View Full Version : Is it possible to die of heartbreak?
09-06-2001, 03:19 PM
I often hear people say stuff like "he died of a broken heart". Is that even possible to die from sadness alone? I always figured it meant either suicide or heart problems, but I'm not so sure? Anyone out there know?
09-06-2001, 03:43 PM
Well, studies have shown that it is possible to *live* longer in expectation of a future event. A study was done (and I read about this in Discover magazine years ago, so I apologize if I can't give specific details or cites) on elderly Jewish men and elderly Chinese women. In both societies, there is a traditional ceremony where the eldest family member (male in Judaism, women in Chinese society) has a major part in the ceremony. The studies found that the death rate markedly decreased in the few months before the ceremony, then had a *corresponding* increase in the few months after the ceremony.
What we infer from that is that there were several Jewish patriarchs and Chinese matriarchs clinging on to life just to be part of this ceremony one more time. Once the ceremony was over, the job was fulfilled, and whatever will was holding them to life slipped away- thus the corresponding increase in the death rate, thus evening it all out.
One could, then, suppose that there are elderly married men and women who cling on to life simply to spend more time with each other, and upon the death of one, the other loses this 'will' and passes away shortly thereafter- not of any *specific* disease, but of various elderly ailments that might have taken them away earlier had they not clung to each other so tenaciously.
Then, of course, one could also talk of depression and the various ailments that can come about with such- describing someone as dying of 'heartbreak' may cover cirrhosis and alcohol poisoning- yeah, they died of drinking, but they were drinking because of a broken heart.
09-06-2001, 04:07 PM
To elaborate on (or possibly obfuscate) what John Corrado has said, it is certainly possible for a person to die simply from having lost the will to live. Well, theoretically at least. I suppose it happens all the time; in nursing homes, in prisons, in psychiatric hospitals, etc. Naturally, the cause of death is going to be one ailment or another, but sais ailment probably just became more pronounced because of the loss of will to live. If you think about it, that's what killed Fantine in Les MisÚrables; she lost the will to live and died a short time later.

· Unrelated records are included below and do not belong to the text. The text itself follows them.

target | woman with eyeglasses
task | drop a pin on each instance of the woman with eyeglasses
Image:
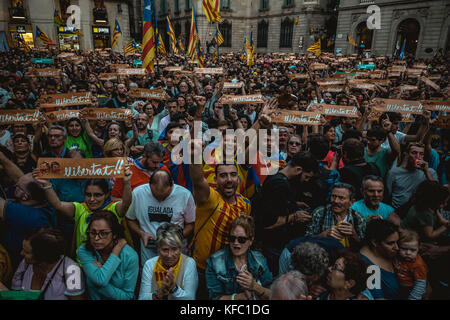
(346, 278)
(171, 275)
(236, 272)
(111, 266)
(97, 198)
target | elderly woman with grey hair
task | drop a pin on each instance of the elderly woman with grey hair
(171, 275)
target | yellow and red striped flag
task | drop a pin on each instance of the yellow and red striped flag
(193, 37)
(173, 39)
(315, 48)
(212, 10)
(148, 37)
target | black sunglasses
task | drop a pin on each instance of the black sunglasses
(241, 240)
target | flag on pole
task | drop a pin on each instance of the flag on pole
(218, 38)
(315, 48)
(173, 39)
(116, 34)
(161, 47)
(351, 40)
(212, 10)
(193, 37)
(148, 37)
(57, 20)
(43, 37)
(402, 53)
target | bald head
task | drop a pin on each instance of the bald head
(161, 184)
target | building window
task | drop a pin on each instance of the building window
(225, 29)
(225, 4)
(287, 27)
(264, 5)
(263, 33)
(163, 7)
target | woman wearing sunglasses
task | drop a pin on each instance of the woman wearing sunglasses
(111, 266)
(236, 272)
(96, 198)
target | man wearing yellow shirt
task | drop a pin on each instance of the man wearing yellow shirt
(215, 210)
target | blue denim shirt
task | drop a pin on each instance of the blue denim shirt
(221, 273)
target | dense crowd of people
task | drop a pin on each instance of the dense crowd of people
(351, 208)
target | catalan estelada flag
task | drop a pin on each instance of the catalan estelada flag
(161, 46)
(148, 37)
(315, 48)
(218, 37)
(116, 34)
(193, 37)
(212, 10)
(173, 39)
(44, 37)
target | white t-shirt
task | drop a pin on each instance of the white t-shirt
(178, 208)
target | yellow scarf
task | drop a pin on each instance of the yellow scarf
(345, 242)
(159, 272)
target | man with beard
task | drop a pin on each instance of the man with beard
(371, 206)
(403, 180)
(275, 210)
(144, 134)
(120, 100)
(215, 210)
(337, 220)
(142, 168)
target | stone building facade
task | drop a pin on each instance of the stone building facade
(97, 22)
(425, 25)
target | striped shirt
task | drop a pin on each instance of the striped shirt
(214, 234)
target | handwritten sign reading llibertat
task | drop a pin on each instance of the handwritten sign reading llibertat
(395, 105)
(209, 70)
(156, 94)
(435, 105)
(107, 114)
(231, 99)
(65, 99)
(132, 71)
(334, 110)
(61, 168)
(19, 116)
(296, 117)
(62, 115)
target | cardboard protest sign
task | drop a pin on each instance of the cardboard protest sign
(375, 115)
(65, 99)
(443, 122)
(299, 76)
(430, 83)
(172, 69)
(335, 110)
(132, 71)
(436, 105)
(208, 70)
(140, 93)
(395, 105)
(296, 117)
(108, 76)
(47, 72)
(107, 114)
(62, 115)
(247, 99)
(19, 116)
(233, 85)
(63, 168)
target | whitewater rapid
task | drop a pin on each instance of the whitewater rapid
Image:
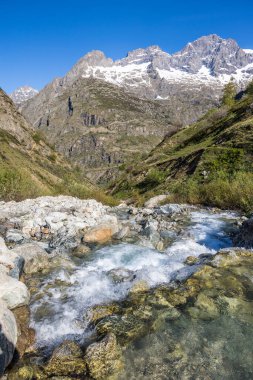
(60, 307)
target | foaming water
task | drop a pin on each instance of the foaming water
(60, 308)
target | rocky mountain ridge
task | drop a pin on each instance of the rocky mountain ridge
(29, 166)
(102, 113)
(153, 73)
(208, 162)
(22, 94)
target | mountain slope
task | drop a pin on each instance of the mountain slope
(210, 162)
(22, 94)
(98, 125)
(208, 62)
(29, 167)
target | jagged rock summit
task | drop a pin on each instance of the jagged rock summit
(22, 94)
(150, 72)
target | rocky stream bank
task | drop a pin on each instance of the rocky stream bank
(89, 291)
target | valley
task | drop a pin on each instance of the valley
(126, 200)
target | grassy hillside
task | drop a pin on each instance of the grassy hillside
(209, 162)
(98, 125)
(29, 167)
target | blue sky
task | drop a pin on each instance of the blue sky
(42, 39)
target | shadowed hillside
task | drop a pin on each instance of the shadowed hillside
(209, 162)
(29, 167)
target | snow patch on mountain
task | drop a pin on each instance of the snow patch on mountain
(23, 94)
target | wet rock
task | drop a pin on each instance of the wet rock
(204, 308)
(155, 201)
(244, 237)
(64, 240)
(13, 292)
(14, 236)
(102, 311)
(123, 232)
(35, 257)
(23, 373)
(104, 359)
(66, 360)
(98, 235)
(139, 287)
(81, 251)
(172, 209)
(12, 262)
(26, 335)
(8, 336)
(121, 275)
(126, 327)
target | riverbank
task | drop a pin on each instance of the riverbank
(97, 272)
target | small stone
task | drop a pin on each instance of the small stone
(8, 336)
(66, 360)
(139, 287)
(100, 235)
(81, 250)
(104, 358)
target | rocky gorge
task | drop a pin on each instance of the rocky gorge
(90, 291)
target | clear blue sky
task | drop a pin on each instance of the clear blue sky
(42, 39)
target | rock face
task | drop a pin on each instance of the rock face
(93, 116)
(60, 222)
(104, 358)
(244, 238)
(208, 61)
(13, 292)
(8, 336)
(97, 124)
(101, 234)
(35, 258)
(23, 94)
(66, 360)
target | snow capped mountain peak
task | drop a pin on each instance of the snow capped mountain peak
(209, 61)
(248, 51)
(21, 94)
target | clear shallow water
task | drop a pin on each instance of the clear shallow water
(60, 307)
(188, 349)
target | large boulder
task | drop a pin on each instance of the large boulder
(104, 358)
(35, 257)
(100, 234)
(13, 292)
(156, 201)
(8, 336)
(66, 360)
(11, 263)
(244, 237)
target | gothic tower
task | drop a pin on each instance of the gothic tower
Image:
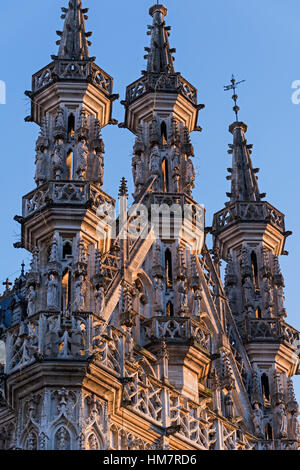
(121, 335)
(249, 234)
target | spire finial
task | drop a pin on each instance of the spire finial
(233, 86)
(73, 42)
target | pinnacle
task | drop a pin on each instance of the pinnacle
(73, 42)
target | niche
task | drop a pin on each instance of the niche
(66, 288)
(165, 172)
(70, 165)
(168, 267)
(71, 126)
(265, 387)
(163, 132)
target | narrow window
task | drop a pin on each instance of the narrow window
(170, 309)
(165, 172)
(168, 267)
(265, 387)
(71, 126)
(66, 291)
(67, 250)
(269, 432)
(258, 312)
(163, 130)
(254, 270)
(70, 165)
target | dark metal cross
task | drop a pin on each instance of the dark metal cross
(233, 87)
(7, 284)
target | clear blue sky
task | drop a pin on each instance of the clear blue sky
(258, 40)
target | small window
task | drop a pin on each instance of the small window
(67, 250)
(163, 130)
(71, 126)
(168, 268)
(265, 387)
(165, 172)
(70, 165)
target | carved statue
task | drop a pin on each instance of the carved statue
(190, 176)
(58, 159)
(40, 176)
(280, 420)
(159, 292)
(155, 165)
(52, 292)
(80, 290)
(257, 417)
(248, 291)
(81, 154)
(197, 303)
(31, 301)
(138, 172)
(99, 299)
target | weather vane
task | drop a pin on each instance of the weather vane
(233, 87)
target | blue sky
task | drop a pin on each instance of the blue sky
(257, 40)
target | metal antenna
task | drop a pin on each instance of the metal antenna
(233, 87)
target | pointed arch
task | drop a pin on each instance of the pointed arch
(66, 290)
(165, 173)
(164, 133)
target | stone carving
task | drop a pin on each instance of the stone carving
(80, 290)
(81, 154)
(52, 292)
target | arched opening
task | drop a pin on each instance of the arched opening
(258, 313)
(165, 172)
(254, 270)
(269, 432)
(67, 250)
(163, 131)
(62, 439)
(66, 290)
(265, 387)
(168, 268)
(71, 126)
(170, 309)
(70, 165)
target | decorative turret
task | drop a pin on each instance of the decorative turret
(74, 43)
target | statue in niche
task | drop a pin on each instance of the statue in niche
(159, 292)
(31, 301)
(58, 159)
(99, 300)
(52, 338)
(138, 175)
(80, 290)
(40, 176)
(81, 154)
(190, 176)
(197, 303)
(52, 292)
(181, 289)
(155, 166)
(257, 416)
(248, 291)
(280, 420)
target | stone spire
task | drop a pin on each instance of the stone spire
(243, 177)
(160, 59)
(74, 44)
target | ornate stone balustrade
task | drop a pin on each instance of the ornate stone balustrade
(248, 212)
(64, 192)
(270, 330)
(179, 329)
(74, 70)
(61, 336)
(161, 82)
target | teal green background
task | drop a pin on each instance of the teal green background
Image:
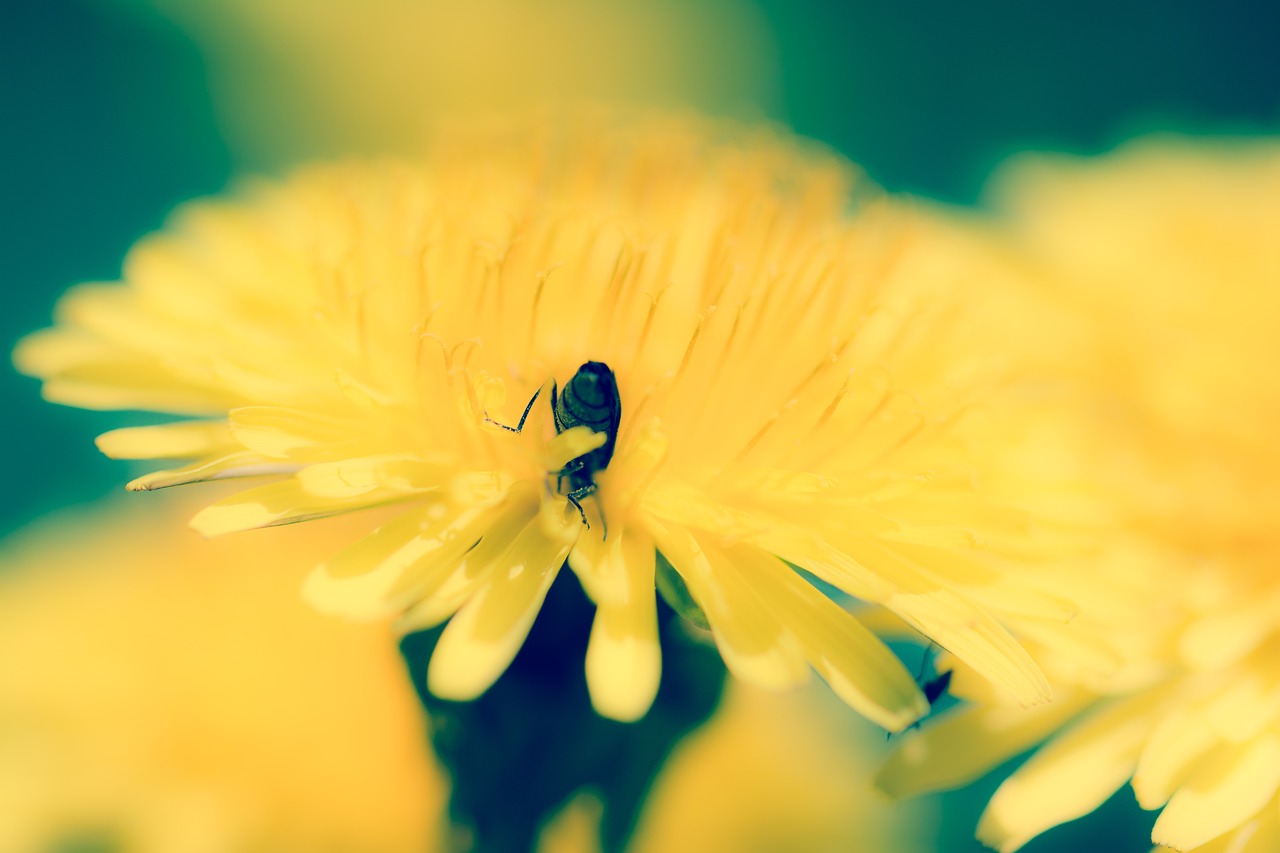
(108, 124)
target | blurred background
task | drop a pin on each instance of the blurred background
(117, 110)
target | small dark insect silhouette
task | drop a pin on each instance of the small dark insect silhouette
(932, 688)
(590, 398)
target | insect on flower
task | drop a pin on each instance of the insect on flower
(933, 688)
(590, 398)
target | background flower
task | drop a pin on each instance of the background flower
(181, 697)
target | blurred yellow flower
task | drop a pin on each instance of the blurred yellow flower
(168, 694)
(164, 693)
(1171, 247)
(796, 387)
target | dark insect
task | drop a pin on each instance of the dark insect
(935, 688)
(590, 400)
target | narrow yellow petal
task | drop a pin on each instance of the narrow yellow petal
(355, 477)
(222, 468)
(1230, 787)
(753, 642)
(277, 503)
(570, 445)
(602, 566)
(956, 624)
(356, 583)
(976, 637)
(1180, 739)
(283, 432)
(1230, 633)
(624, 660)
(446, 575)
(1070, 776)
(167, 441)
(484, 635)
(858, 666)
(967, 743)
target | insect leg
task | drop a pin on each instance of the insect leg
(581, 492)
(522, 418)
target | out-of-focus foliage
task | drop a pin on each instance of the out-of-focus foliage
(301, 78)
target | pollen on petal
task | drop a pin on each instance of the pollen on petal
(484, 635)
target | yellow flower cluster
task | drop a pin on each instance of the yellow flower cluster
(801, 384)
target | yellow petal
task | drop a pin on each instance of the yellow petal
(168, 441)
(1232, 785)
(1070, 776)
(447, 575)
(967, 743)
(956, 624)
(753, 642)
(484, 635)
(624, 660)
(858, 666)
(233, 465)
(1226, 634)
(283, 432)
(356, 583)
(350, 478)
(120, 382)
(1175, 746)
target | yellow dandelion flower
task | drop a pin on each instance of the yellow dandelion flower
(794, 387)
(1170, 245)
(293, 77)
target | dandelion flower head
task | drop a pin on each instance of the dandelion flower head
(791, 375)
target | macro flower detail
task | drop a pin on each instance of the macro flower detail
(794, 381)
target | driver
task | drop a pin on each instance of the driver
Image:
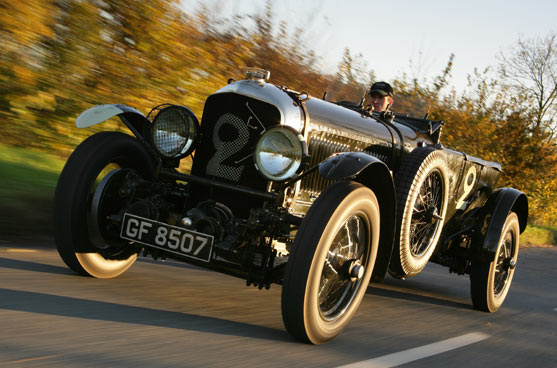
(381, 96)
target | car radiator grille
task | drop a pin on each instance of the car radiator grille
(230, 129)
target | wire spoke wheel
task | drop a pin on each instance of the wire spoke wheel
(424, 226)
(490, 281)
(335, 289)
(422, 194)
(331, 262)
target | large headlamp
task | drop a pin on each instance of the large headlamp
(175, 131)
(279, 153)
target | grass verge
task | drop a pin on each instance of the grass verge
(27, 183)
(539, 235)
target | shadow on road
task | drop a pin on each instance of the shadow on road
(25, 301)
(34, 266)
(416, 296)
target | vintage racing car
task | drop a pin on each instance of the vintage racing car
(285, 188)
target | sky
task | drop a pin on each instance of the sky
(416, 37)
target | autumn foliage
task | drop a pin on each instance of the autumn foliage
(60, 57)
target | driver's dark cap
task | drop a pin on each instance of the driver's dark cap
(382, 88)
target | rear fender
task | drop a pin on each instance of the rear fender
(373, 173)
(493, 216)
(134, 120)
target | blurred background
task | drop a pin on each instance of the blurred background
(60, 57)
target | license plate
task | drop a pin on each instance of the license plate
(169, 238)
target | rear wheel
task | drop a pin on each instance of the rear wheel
(333, 255)
(490, 281)
(422, 194)
(86, 247)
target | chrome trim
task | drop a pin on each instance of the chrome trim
(290, 114)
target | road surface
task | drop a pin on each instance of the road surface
(174, 315)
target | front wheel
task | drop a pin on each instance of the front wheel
(490, 281)
(86, 247)
(329, 269)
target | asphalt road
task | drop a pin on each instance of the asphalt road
(174, 315)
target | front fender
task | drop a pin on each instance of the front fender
(373, 173)
(134, 120)
(493, 216)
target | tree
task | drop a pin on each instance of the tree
(530, 69)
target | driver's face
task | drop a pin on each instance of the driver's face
(379, 103)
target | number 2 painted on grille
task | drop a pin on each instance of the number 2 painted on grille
(226, 149)
(469, 181)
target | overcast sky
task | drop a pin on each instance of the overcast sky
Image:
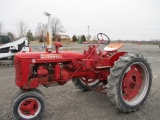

Yes, I realize Les MisÚrables is fiction.
My wife and I knew this couple in Cincinnati. He was very successful in real estate and she was a teacher. He wanted kids real bad and she was satisfied with the kids at school and in the neighborhood. Several times, when we were over at their house he would get me off to the side and talk about it. They would go to Florida for Christmas, because he said he could not stand to see other couples with their kids around the tree. I was a few years younger the he was, but when I was about 33 (making him in his early 40's), he checked into the hospital with something like the flu and within hours he had died. I know in my heart what caused his death.
09-07-2001, 01:48 AM
From my own experience.... Years ago my grandmother died, and my grandfather simply was devastated. They had been together for over 6 decades. He was in seemingly perfect health before her passing. Only 3 months or so after her funeral, he was in the hospital, and died a couple days later. His physician said that if he could, he would have put heartbreak as the cause of death. As it was, it was just put down as natural causes.
09-07-2001, 02:24 AM
My Mother (an ex-geriatric hospital nurse) tells me it is not unknown for "loss of will to live" to be used as a cause of death on a death certificate for an older person.
09-07-2001, 02:28 AM
In addition to the above comments about the effect of having a reason to live:
There's scads of evidence that stress and depression lower the effectiveness of the immune system. It would be reasonable enough to conclude that the loss of a loved one upon whom you depended deeply could lead to both stress and depression. In elderly people whose health is usually compromised for a range of other reasons anyway suppression of the immune system could rapidly lead to death. So from a purely medical perspective I'd say it's more than possible that people have died from the effects of a 'broken heart'.
09-07-2001, 02:29 AM
Is it possible to die of heartbreak?
I'm still here, aren't I?
09-07-2001, 05:06 AM
The better question would be:
Is it possible to die of boredom while sitting online?
It HAS to be.
I've had several out of body experiences, and they get darker ever time.
09-07-2001, 07:29 AM
I'm not convinced because depression is such a common malady and death is not usually associated with it. Even people with so-called manic depression live with their ups and downs. However, accounts of life in the Victorian era in Britain do sometimes describe how a lot of people died of "despair".[sic] Life was so hard then and the people were so poor and overworked that, apparently, they sometimes just laid down and died. If you think about it though, Asian people in modern day sweatshops or child slaves in India are not reported as doing the same. I am not really convinced that "heartbreak" can result in death or even that awful sadness can cause physical illness in a relatively short space of time. It must be easy for someone in that state to stop eating though.